Tuesday, January 14, 2003

 
anyway, the review; bit of an anticlimax really. that's after I strangled her while screaming WHY AREN'T I PREGNANT YET!!!
;-)
no, not really. not yeeeet.

potted version; she says I am now considered to have a better chance than before I started treatment (!)
embys don't always thaw out completely; we could end up with a 2-cell that used to be a four-cell.
if one looks poorly, they'll thaw another. then if both survive, we'll just put both in. this minimises chances of missing a cycle.
she says my temps don't prove anything and there is no scientific reason why progesterone should help on a natural cycle, but she'll give me 14 days' worth anyway - that's just what they do there if women expect it. so I took the scrip and left it at that.

and a reading of 92 at that stage would be "just" implanted.

they get about 30 % clinical pregnancy rate for grade ones, dropping slightly on each grade. the grade threes have improved their game a lot since the clinic got a new incubator. BUT there is a miscarriage rate of 20% for all clinical pregnancies (not just IVF ones).

(clinical being of course at six weeks when you get a heartbeat.) so it's a series of hurdles, as I well know. and 36 1/2 doesn't sound so young, does it?

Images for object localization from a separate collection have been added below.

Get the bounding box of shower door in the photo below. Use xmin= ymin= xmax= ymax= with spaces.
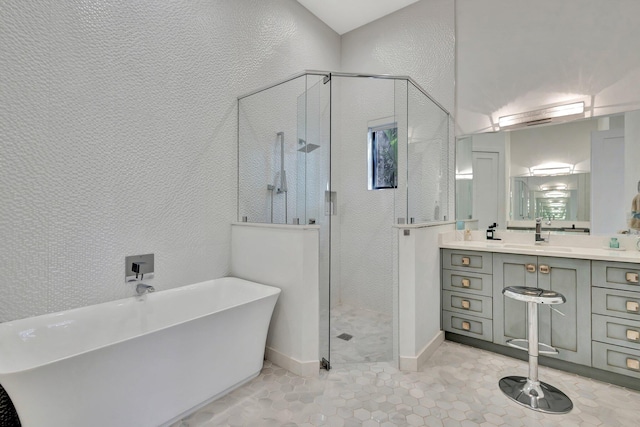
xmin=299 ymin=74 xmax=332 ymax=369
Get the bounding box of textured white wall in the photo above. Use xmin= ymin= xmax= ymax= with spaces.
xmin=341 ymin=0 xmax=455 ymax=114
xmin=336 ymin=0 xmax=455 ymax=315
xmin=456 ymin=0 xmax=640 ymax=135
xmin=0 ymin=0 xmax=340 ymax=322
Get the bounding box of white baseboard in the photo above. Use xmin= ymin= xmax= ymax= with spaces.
xmin=265 ymin=346 xmax=319 ymax=378
xmin=399 ymin=331 xmax=445 ymax=372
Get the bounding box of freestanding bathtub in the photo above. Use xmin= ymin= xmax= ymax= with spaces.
xmin=0 ymin=277 xmax=280 ymax=427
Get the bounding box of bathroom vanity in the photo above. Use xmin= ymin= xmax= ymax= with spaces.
xmin=440 ymin=235 xmax=640 ymax=389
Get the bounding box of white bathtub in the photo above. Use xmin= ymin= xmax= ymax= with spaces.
xmin=0 ymin=277 xmax=280 ymax=427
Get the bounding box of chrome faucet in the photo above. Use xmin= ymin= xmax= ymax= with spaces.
xmin=535 ymin=217 xmax=547 ymax=243
xmin=136 ymin=283 xmax=155 ymax=296
xmin=486 ymin=223 xmax=501 ymax=240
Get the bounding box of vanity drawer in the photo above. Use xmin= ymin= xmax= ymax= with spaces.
xmin=442 ymin=291 xmax=492 ymax=319
xmin=442 ymin=249 xmax=493 ymax=274
xmin=442 ymin=269 xmax=493 ymax=297
xmin=592 ymin=314 xmax=640 ymax=351
xmin=443 ymin=310 xmax=493 ymax=342
xmin=592 ymin=341 xmax=640 ymax=380
xmin=592 ymin=261 xmax=640 ymax=293
xmin=592 ymin=287 xmax=640 ymax=322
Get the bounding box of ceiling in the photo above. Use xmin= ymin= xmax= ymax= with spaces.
xmin=296 ymin=0 xmax=420 ymax=35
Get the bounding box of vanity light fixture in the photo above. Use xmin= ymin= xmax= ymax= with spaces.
xmin=498 ymin=101 xmax=585 ymax=129
xmin=540 ymin=184 xmax=568 ymax=191
xmin=456 ymin=173 xmax=473 ymax=180
xmin=530 ymin=166 xmax=573 ymax=176
xmin=545 ymin=191 xmax=569 ymax=198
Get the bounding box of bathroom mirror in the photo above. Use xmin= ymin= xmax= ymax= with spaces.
xmin=455 ymin=109 xmax=640 ymax=235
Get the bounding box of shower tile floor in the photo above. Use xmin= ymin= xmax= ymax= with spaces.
xmin=172 ymin=341 xmax=640 ymax=427
xmin=330 ymin=304 xmax=393 ymax=364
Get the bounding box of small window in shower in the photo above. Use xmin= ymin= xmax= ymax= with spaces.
xmin=368 ymin=124 xmax=398 ymax=190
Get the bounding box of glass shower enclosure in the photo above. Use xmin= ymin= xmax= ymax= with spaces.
xmin=238 ymin=71 xmax=451 ymax=370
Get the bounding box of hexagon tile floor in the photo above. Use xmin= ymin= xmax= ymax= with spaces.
xmin=172 ymin=341 xmax=640 ymax=427
xmin=330 ymin=304 xmax=393 ymax=364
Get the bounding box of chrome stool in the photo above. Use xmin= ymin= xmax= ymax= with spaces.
xmin=498 ymin=286 xmax=573 ymax=414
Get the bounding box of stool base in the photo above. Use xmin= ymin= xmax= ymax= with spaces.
xmin=499 ymin=376 xmax=573 ymax=414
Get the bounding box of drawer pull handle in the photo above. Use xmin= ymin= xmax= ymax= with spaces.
xmin=627 ymin=301 xmax=640 ymax=313
xmin=461 ymin=321 xmax=471 ymax=331
xmin=626 ymin=358 xmax=640 ymax=371
xmin=539 ymin=265 xmax=550 ymax=274
xmin=461 ymin=257 xmax=470 ymax=266
xmin=461 ymin=300 xmax=470 ymax=309
xmin=526 ymin=264 xmax=536 ymax=273
xmin=626 ymin=272 xmax=639 ymax=283
xmin=627 ymin=329 xmax=640 ymax=341
xmin=461 ymin=278 xmax=471 ymax=288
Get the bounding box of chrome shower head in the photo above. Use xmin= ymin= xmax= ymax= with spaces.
xmin=297 ymin=139 xmax=320 ymax=153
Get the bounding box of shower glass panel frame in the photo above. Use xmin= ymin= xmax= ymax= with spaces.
xmin=237 ymin=71 xmax=451 ymax=370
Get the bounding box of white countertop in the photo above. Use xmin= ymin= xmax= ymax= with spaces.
xmin=440 ymin=231 xmax=640 ymax=263
xmin=231 ymin=222 xmax=320 ymax=230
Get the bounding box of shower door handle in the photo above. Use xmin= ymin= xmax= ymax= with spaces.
xmin=325 ymin=191 xmax=337 ymax=216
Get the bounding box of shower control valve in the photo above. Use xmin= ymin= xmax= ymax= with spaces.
xmin=125 ymin=253 xmax=154 ymax=282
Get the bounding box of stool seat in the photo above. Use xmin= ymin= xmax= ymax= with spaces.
xmin=503 ymin=286 xmax=565 ymax=305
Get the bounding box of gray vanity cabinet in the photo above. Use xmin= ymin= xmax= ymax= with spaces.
xmin=592 ymin=261 xmax=640 ymax=379
xmin=492 ymin=253 xmax=537 ymax=343
xmin=441 ymin=249 xmax=494 ymax=342
xmin=493 ymin=254 xmax=591 ymax=366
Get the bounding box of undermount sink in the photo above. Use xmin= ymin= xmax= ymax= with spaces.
xmin=484 ymin=243 xmax=505 ymax=248
xmin=503 ymin=243 xmax=573 ymax=253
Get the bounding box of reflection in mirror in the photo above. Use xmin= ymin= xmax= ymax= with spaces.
xmin=511 ymin=174 xmax=590 ymax=222
xmin=455 ymin=137 xmax=473 ymax=220
xmin=455 ymin=109 xmax=640 ymax=235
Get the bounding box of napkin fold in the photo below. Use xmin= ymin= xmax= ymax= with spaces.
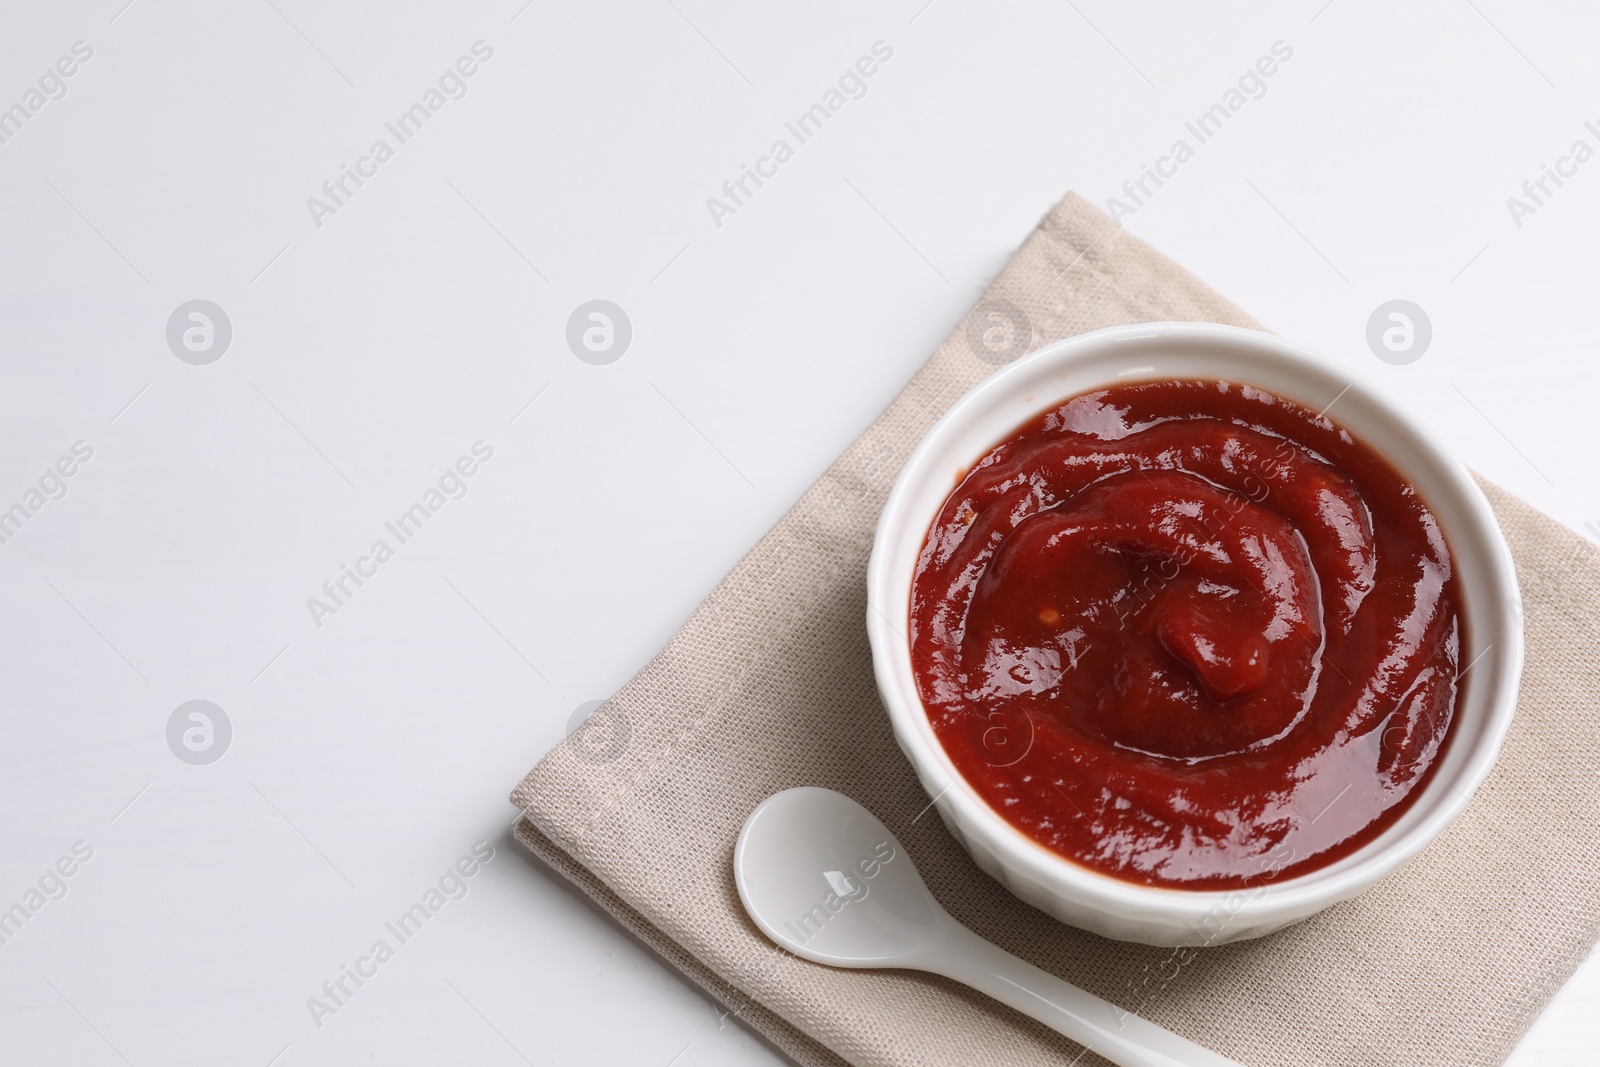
xmin=512 ymin=193 xmax=1600 ymax=1067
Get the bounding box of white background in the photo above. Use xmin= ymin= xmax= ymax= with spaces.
xmin=0 ymin=1 xmax=1595 ymax=1064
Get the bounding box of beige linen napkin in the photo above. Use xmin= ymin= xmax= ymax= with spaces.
xmin=511 ymin=193 xmax=1600 ymax=1067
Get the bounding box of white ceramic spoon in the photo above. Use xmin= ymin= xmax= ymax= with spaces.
xmin=733 ymin=787 xmax=1244 ymax=1067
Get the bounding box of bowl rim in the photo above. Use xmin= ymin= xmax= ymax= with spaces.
xmin=866 ymin=321 xmax=1523 ymax=926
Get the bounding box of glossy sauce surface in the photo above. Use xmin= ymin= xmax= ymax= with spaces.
xmin=909 ymin=379 xmax=1463 ymax=888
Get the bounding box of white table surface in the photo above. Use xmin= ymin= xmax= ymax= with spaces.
xmin=2 ymin=1 xmax=1596 ymax=1064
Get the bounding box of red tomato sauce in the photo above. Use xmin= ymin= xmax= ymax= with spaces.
xmin=909 ymin=379 xmax=1463 ymax=888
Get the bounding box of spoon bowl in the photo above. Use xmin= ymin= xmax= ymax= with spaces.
xmin=734 ymin=786 xmax=944 ymax=968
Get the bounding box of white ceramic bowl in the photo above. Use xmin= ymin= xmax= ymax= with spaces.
xmin=867 ymin=323 xmax=1523 ymax=947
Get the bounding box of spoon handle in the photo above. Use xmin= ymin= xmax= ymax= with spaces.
xmin=923 ymin=923 xmax=1244 ymax=1067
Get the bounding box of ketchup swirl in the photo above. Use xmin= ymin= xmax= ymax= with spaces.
xmin=909 ymin=379 xmax=1463 ymax=888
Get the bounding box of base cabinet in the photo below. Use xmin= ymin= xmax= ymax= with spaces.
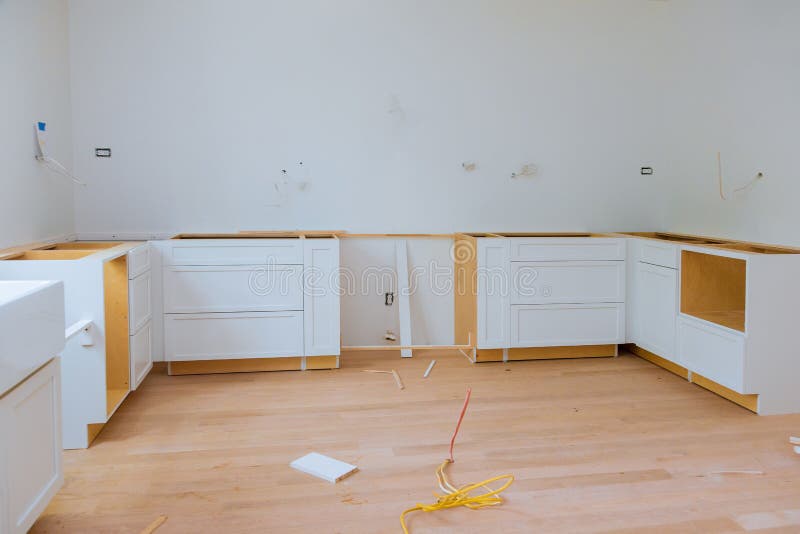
xmin=0 ymin=359 xmax=63 ymax=534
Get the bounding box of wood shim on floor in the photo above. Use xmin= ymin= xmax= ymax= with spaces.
xmin=290 ymin=453 xmax=358 ymax=483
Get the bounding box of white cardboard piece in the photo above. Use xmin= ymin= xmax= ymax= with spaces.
xmin=290 ymin=453 xmax=358 ymax=483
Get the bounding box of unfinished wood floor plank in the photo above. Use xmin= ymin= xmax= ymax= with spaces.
xmin=31 ymin=350 xmax=800 ymax=533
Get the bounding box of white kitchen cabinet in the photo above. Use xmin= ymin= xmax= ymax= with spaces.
xmin=0 ymin=359 xmax=63 ymax=534
xmin=470 ymin=235 xmax=626 ymax=359
xmin=635 ymin=262 xmax=678 ymax=361
xmin=160 ymin=237 xmax=341 ymax=370
xmin=678 ymin=315 xmax=745 ymax=392
xmin=303 ymin=239 xmax=341 ymax=357
xmin=129 ymin=322 xmax=153 ymax=390
xmin=0 ymin=244 xmax=141 ymax=449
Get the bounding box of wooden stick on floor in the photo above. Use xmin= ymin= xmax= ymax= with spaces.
xmin=140 ymin=515 xmax=167 ymax=534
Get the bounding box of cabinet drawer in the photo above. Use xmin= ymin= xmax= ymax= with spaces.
xmin=165 ymin=239 xmax=303 ymax=266
xmin=130 ymin=321 xmax=152 ymax=390
xmin=164 ymin=265 xmax=303 ymax=313
xmin=678 ymin=316 xmax=746 ymax=393
xmin=510 ymin=261 xmax=625 ymax=304
xmin=638 ymin=240 xmax=678 ymax=269
xmin=129 ymin=271 xmax=152 ymax=333
xmin=164 ymin=311 xmax=303 ymax=361
xmin=510 ymin=238 xmax=625 ymax=262
xmin=127 ymin=244 xmax=151 ymax=279
xmin=510 ymin=303 xmax=625 ymax=347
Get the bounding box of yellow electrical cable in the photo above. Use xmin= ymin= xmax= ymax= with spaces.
xmin=400 ymin=459 xmax=514 ymax=533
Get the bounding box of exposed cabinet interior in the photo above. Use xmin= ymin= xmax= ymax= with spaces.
xmin=4 ymin=250 xmax=95 ymax=261
xmin=680 ymin=250 xmax=746 ymax=332
xmin=103 ymin=255 xmax=130 ymax=416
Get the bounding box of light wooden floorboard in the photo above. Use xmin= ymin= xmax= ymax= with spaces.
xmin=33 ymin=350 xmax=800 ymax=533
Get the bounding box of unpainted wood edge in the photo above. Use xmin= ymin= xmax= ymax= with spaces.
xmin=87 ymin=422 xmax=106 ymax=446
xmin=167 ymin=356 xmax=340 ymax=375
xmin=691 ymin=373 xmax=759 ymax=413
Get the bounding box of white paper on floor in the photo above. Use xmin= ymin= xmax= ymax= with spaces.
xmin=290 ymin=452 xmax=358 ymax=483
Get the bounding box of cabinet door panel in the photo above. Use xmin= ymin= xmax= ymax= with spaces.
xmin=164 ymin=311 xmax=303 ymax=361
xmin=476 ymin=239 xmax=509 ymax=348
xmin=636 ymin=262 xmax=678 ymax=361
xmin=303 ymin=240 xmax=341 ymax=356
xmin=2 ymin=359 xmax=62 ymax=534
xmin=510 ymin=303 xmax=625 ymax=347
xmin=510 ymin=261 xmax=624 ymax=304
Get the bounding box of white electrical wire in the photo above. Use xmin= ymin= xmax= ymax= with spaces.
xmin=717 ymin=151 xmax=763 ymax=200
xmin=36 ymin=155 xmax=87 ymax=186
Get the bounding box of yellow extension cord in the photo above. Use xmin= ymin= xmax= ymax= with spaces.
xmin=399 ymin=459 xmax=515 ymax=533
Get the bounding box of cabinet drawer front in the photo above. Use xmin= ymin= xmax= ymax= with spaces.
xmin=678 ymin=317 xmax=745 ymax=392
xmin=510 ymin=261 xmax=625 ymax=304
xmin=165 ymin=239 xmax=302 ymax=266
xmin=510 ymin=303 xmax=625 ymax=347
xmin=129 ymin=272 xmax=152 ymax=333
xmin=127 ymin=244 xmax=151 ymax=279
xmin=164 ymin=265 xmax=303 ymax=313
xmin=129 ymin=321 xmax=153 ymax=390
xmin=164 ymin=311 xmax=303 ymax=361
xmin=638 ymin=240 xmax=678 ymax=269
xmin=510 ymin=238 xmax=625 ymax=262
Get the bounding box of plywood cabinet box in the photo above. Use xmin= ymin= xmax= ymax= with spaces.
xmin=455 ymin=234 xmax=626 ymax=362
xmin=160 ymin=237 xmax=341 ymax=374
xmin=0 ymin=242 xmax=154 ymax=449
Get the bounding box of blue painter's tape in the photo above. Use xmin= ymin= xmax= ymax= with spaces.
xmin=38 ymin=122 xmax=46 ymax=131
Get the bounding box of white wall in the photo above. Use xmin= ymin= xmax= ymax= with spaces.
xmin=662 ymin=1 xmax=800 ymax=246
xmin=0 ymin=0 xmax=74 ymax=249
xmin=68 ymin=0 xmax=672 ymax=238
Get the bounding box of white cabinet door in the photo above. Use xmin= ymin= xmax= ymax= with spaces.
xmin=129 ymin=321 xmax=153 ymax=390
xmin=0 ymin=359 xmax=62 ymax=534
xmin=678 ymin=316 xmax=746 ymax=392
xmin=129 ymin=271 xmax=152 ymax=333
xmin=476 ymin=239 xmax=510 ymax=348
xmin=510 ymin=261 xmax=624 ymax=305
xmin=127 ymin=243 xmax=151 ymax=279
xmin=636 ymin=262 xmax=678 ymax=361
xmin=303 ymin=239 xmax=341 ymax=356
xmin=164 ymin=311 xmax=304 ymax=361
xmin=164 ymin=265 xmax=303 ymax=313
xmin=510 ymin=303 xmax=625 ymax=347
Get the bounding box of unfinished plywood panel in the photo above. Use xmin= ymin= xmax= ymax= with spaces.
xmin=3 ymin=249 xmax=96 ymax=261
xmin=475 ymin=348 xmax=504 ymax=362
xmin=48 ymin=242 xmax=121 ymax=250
xmin=87 ymin=422 xmax=105 ymax=446
xmin=507 ymin=345 xmax=617 ymax=361
xmin=167 ymin=357 xmax=304 ymax=375
xmin=692 ymin=373 xmax=759 ymax=413
xmin=453 ymin=234 xmax=477 ymax=347
xmin=104 ymin=255 xmax=130 ymax=416
xmin=305 ymin=356 xmax=340 ymax=370
xmin=628 ymin=344 xmax=690 ymax=380
xmin=681 ymin=251 xmax=746 ymax=332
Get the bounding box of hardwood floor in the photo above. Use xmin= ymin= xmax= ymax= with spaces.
xmin=33 ymin=350 xmax=800 ymax=533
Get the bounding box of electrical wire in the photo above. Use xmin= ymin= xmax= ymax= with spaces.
xmin=399 ymin=387 xmax=515 ymax=533
xmin=36 ymin=155 xmax=87 ymax=186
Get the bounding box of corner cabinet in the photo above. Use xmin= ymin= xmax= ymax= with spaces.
xmin=160 ymin=238 xmax=341 ymax=374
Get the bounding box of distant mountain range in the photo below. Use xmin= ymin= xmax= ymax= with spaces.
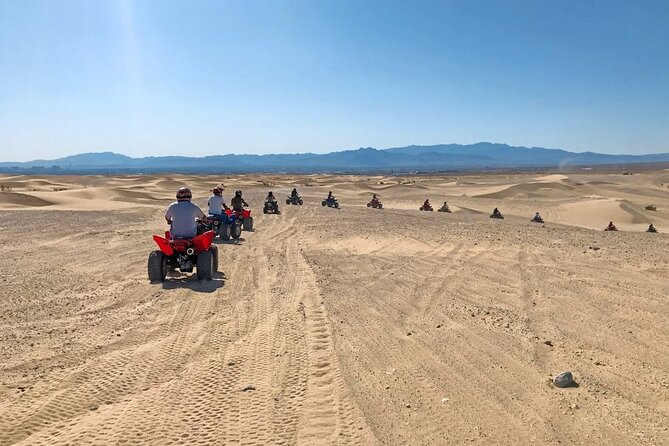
xmin=2 ymin=143 xmax=669 ymax=174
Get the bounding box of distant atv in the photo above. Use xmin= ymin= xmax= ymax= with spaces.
xmin=419 ymin=204 xmax=433 ymax=211
xmin=490 ymin=212 xmax=504 ymax=219
xmin=322 ymin=197 xmax=339 ymax=208
xmin=148 ymin=230 xmax=218 ymax=282
xmin=286 ymin=195 xmax=303 ymax=205
xmin=367 ymin=198 xmax=383 ymax=209
xmin=438 ymin=205 xmax=452 ymax=213
xmin=263 ymin=200 xmax=281 ymax=214
xmin=531 ymin=216 xmax=544 ymax=223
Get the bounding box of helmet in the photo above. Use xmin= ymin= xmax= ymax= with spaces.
xmin=268 ymin=191 xmax=273 ymax=195
xmin=235 ymin=190 xmax=241 ymax=197
xmin=213 ymin=187 xmax=222 ymax=196
xmin=176 ymin=187 xmax=192 ymax=201
xmin=329 ymin=191 xmax=332 ymax=194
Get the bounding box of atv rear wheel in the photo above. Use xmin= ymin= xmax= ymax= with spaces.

have been as good as possible all day; I put on more weight than I lost on the cycle, and I don't like being podgy. it occurred to me that the drugs prolly had nothing to do with it; it was about six-eight weeks into my 100k-a-week bike riding phase. and now it's after Christmas and I'm lucky to do 50. so I'm back on the high-protein, resist-sugar train. NO chocolate today! and only this one biscuit I'm eating now with my 'erbal tea. yum.